Saturday, November 17, 2018
Many law schools actively recruit international students seeking a J.D. and some of those matriculants have helped to fill the seats left vacant by the great law school recession of 2011-2016. However, this report from NBC News finds that for the second year in a row, the number of foreign students enrolling at U.S. universities is down 6.6% compared to last year, and the 2016-17 academic year represented a 3.3% drop from the previous year as well. I bet you can guess why.
Here are more details courtesy of NBCnews.com:
New enrollments for the 2017-18 school year slumped 6.6 percent compared with the previous year.
WASHINGTON — The number of international students entering U.S. colleges and universities has fallen for the second year in a row, a nonprofit group said on Tuesday, amid efforts by the Trump administration to tighten restrictions on foreigners studying in the United States.

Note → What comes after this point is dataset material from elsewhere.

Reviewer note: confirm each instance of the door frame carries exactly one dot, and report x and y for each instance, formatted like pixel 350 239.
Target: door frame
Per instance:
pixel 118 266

New enrollments for the 2017-18 school year slumped 6.6 percent compared with the previous year, according to an annual survey released by the Institute of International Education. That follows a 3.3 percent decline in new international students tallied in the 2016-17 academic year.
A strong dollar has made U.S. college tuition relatively more expensive, Canadian and European universities are competing fiercely for the same students and headlines about mass shootings also may have deterred some students, said Allan Goodman, president of IIE.
"Everything matters from safety, to cost, to perhaps perceptions of visa policy," Goodman said. "We're not hearing that students feel they can't come here. We're hearing that they have choices. We're hearing that there's competition from other countries."